Recep Paşa'nın Katli
Sadrazam Topal Recep paşa daima zorbalardan bir kaç kişiyi yanına alarak Dîvan'a gelirdi. Son ihtilalden iki ay kadar sonra bir gün Dîvan'a mutadı veçhile yanındaki zorbalarla gelen sadrazam onları dış kapıda bırakıp padişahın huzuruna varıp etek öpmeğe durduğunda 4. Murad birdenbire parladı: «Gel bre Toplazorbabaşı.» Recep paşa şaşırdı, ve aman padişahım biz sadece sizin kulunuzuz, bütün gayretimiz hizmetinizde olmaktır diye dil dökmeye başlayınca «Bre abdest al» hitabı Recep paşanın dilinin tutulmasına, ayaklarının tutmamasına yerlerde sürünmesine sebeb oldu. Padişah «Tiz kafasını kesin» dediğinde cellat orda hazır olmadığı için bostancılar hemen kement atarak Damad Topal Recep paşanın hayat defterini dürüverdiler ve cesedini kapı önünde paşalarını bekleyen zorbaların önüne attılar. Zorbalar paşalarının cesedini önlerine görünce derhal savuştular.
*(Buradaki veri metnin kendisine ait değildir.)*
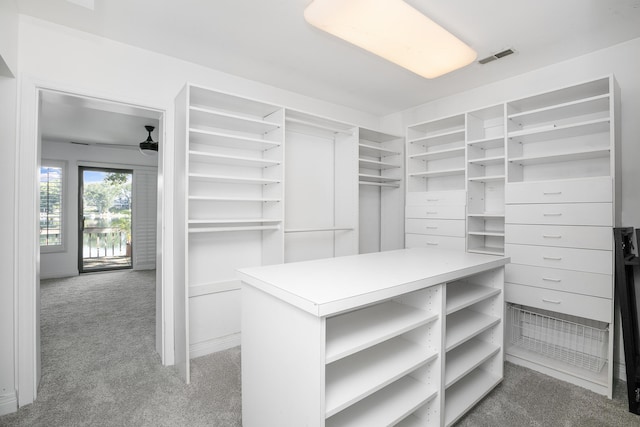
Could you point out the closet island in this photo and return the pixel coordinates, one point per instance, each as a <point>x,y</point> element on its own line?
<point>405,337</point>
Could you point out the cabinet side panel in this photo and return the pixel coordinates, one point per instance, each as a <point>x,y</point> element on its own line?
<point>282,363</point>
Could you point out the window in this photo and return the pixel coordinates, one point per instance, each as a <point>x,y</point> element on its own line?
<point>51,205</point>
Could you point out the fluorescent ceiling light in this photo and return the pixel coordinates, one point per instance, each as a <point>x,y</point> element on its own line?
<point>393,30</point>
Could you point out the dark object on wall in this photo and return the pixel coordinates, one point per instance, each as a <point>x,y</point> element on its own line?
<point>626,265</point>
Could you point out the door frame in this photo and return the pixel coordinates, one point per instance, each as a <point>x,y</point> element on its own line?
<point>26,243</point>
<point>80,214</point>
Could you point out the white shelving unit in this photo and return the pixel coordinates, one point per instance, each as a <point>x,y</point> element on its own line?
<point>473,341</point>
<point>321,212</point>
<point>485,180</point>
<point>229,160</point>
<point>378,343</point>
<point>561,205</point>
<point>436,201</point>
<point>540,184</point>
<point>381,191</point>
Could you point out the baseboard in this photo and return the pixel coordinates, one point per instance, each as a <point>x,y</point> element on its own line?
<point>213,345</point>
<point>8,403</point>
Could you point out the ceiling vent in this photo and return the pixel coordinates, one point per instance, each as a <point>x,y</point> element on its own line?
<point>495,56</point>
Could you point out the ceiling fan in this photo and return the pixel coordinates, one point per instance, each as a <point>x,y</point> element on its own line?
<point>147,147</point>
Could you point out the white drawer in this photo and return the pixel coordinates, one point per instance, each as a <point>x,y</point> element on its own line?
<point>589,260</point>
<point>421,198</point>
<point>567,236</point>
<point>445,242</point>
<point>600,214</point>
<point>438,227</point>
<point>439,212</point>
<point>599,189</point>
<point>561,302</point>
<point>579,282</point>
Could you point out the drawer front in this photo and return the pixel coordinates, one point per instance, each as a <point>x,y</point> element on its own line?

Çünkü artık devletin sahibi ayağa kalmış, bütün gücünü göstermeye başlamıştı.
Son İhtilal
Evet şimdi gelelim son ihtilale... Hayattayken sipahilerin hakikaten çok sevdikleri, yeniçerilerin ise aşağı yukarı hiç itiraz etmediği Hüsrev paşa'nın idamı ve başının İstanbul'a getirildiği haberi duyulunca isyancıların yeniden harekete geçmelerine sebeb oldu. Bilindiği gibi bu isyancılar Hafız paşanın şehidliği ile son bulan isyanda yeniçeri ağası Hasan Halife, Defterdar paşa ve padişahın musahibi Musa Çele-bi'ninde kellesini almak istemişlersede Hafız paşa ile iktifa etmişlerdi.
Hüsrev Paşa'nın Azli
Devleti aliyyenin ikinci adamlığının sadrazamlık olduğu cümlenin malumudur. Ülkenin her tarafında onun emri geçer yalnız padişahın sarayının kapısından içeri adım attığında idam emri veremez. Bunun ne kadar büyük selahiyet olduğunu bir an bile düşünmek insana dehşet verir. Yalnız şunu da unutmamak gerekirki, idam taşına en yakın kelle yine sadrazamların kellesidir. Yine de bu makamı elde etmek İçin uğraşanların sayısı daima birden fazla olmuştur. Bu minval üzere Hüsrev paşanın rakibi olarak selefi yâni kendinden önceki sadrazam Filibeli Damad Hafız paşa milleti islâmiyeye hizmet için bu makamı yeniden ele geçirmeye gayret sarf ediyordu. Ayrıca Topal Recep paşa'da o yüce makama göz dikmişti. Şunu da gözden uzak tutmamalıki, Recep paşa da bu makama erişmek için çevirmeyeceği fırıldak, başvurmayacağı yol yoktu.